20. I principi innanzi richiamati, ai quali il Collegio ritiene di dare continuita’, escludono che nella fattispecie in esame possa trovare applicazione l’articolo 2087 c.c., diversamente da quanto opina il ricorrente perche’ detta disposizione trova applicazione soltanto nell’ambito dei rapporti di lavoro subordinato (Cass. 24538/2015, 27368/2014, 17896/2013, 7128/2013, 8522/2004, 9614/2001).
21. Il secondo motivo e’ inammissibile.
22. Va osservato che la Corte territoriale ha rilevato che l’allegazione e l’impostazione dei fatti posta a base della domanda risarcitoria ponevano in evidenza la rappresentazione di una chiara responsabilita’ contrattuale, e che il riferimento all’articolo 2043 c.c., contenuto solo nell’atto di appello, era stato effettuato al solo fine di invocare la lettura estensiva dell’articolo 2087 c.c., possibile, nella prospettiva, difensiva dell’appellante avuto riguardo ai principi di cui all’articolo 32 Cost., ed agli articoli 1175 e 1375 c.c.. La Corte territoriale ha, in conclusione, posto in evidenza come dalla rappresentazione dei fatti e delle difese emergesse esclusivamente l’inadempimento dell’obbligo contrattuale di diligenza da parte del Ministero con riguardo ai doveri imposti dall’articolo 2087 c.c..

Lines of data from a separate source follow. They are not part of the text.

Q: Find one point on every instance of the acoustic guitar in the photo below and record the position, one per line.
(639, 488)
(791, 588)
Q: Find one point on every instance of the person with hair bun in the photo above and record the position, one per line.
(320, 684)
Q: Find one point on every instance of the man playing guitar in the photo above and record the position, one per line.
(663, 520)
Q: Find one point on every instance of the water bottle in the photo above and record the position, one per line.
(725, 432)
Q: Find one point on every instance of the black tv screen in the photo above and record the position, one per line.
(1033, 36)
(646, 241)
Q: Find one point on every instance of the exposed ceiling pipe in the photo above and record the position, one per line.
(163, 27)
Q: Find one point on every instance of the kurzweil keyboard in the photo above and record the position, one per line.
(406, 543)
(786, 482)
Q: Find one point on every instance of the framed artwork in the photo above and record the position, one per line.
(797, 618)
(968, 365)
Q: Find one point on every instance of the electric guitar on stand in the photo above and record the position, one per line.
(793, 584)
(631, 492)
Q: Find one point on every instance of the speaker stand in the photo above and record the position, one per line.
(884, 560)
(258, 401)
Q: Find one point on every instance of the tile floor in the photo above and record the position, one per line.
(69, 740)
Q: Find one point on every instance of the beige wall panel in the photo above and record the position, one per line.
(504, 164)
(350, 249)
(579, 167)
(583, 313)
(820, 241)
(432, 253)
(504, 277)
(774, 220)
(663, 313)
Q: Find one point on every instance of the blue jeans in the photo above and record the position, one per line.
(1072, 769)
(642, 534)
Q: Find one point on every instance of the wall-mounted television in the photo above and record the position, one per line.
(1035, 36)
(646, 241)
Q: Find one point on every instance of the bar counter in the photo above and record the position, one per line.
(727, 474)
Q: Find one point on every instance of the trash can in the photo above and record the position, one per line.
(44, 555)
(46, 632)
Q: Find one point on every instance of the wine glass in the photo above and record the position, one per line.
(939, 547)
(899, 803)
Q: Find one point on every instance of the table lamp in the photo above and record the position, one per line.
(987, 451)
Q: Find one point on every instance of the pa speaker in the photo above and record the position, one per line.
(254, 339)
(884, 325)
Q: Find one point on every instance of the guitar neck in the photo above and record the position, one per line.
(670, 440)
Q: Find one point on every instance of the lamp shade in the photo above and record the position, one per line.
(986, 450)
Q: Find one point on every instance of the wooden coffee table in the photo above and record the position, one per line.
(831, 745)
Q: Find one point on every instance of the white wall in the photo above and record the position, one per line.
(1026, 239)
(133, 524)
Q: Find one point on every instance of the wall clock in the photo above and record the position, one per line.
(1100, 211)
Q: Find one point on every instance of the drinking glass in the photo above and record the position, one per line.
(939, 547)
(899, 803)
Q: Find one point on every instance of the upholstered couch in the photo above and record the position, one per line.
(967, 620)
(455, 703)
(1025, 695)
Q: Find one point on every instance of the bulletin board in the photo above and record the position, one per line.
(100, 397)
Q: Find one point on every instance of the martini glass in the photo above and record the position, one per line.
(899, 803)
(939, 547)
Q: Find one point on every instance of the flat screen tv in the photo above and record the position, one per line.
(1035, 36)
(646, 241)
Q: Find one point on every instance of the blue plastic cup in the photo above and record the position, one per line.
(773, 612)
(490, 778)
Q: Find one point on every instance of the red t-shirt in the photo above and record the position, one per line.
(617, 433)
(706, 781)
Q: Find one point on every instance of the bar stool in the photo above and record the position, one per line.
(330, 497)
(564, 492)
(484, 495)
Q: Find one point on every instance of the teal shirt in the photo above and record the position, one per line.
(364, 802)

23. Ebbene, il ricorrente, a fronte di questa affermazione, in violazione dell’articolo 366 c.p.c., n. 6, e articolo 369 c.p.c., n. 4, ha riprodotto nel ricorso in termini eccessivamente sintetici il contenuto del ricorso di primo grado e dell’atto di appello, riportandone un passaggio (cfr. punto 8 di questa sentenza) non idoneo da se’ solo a far comprendere compiutamente le ragioni in fatto ed in diritto poste a fondamento della domanda risarcitoria azionata nei confronti del Ministero della Giustizia e a ricostruire l’intero “devolutum” nel giudizio di appello. Di questi atti processuali, non allegati al ricorso, non e’ specificata la sede di produzione processuale, non potendo ritenersi sufficiente il richiamo contenuto nell’indice del ricorso al “fascicolo di parte di secondo grado (r.g. 277/2010) contenente tutti gli atti e documenti ivi prodotti nonche’ il fascicolo di primo grado (r.g. 1454/2009), contenente tutti gli atti e documenti ivi prodotti”. Risulta, dunque precluso, al Collegio l’esame delle censure formulate nei confronti della sentenza impugnata (Cass. SSUU 5698/2012, 22726/2011; Cass. 9888/2016, 15229/2015, 988/2015, 19157/2012, 15477/2012, 2281/2010).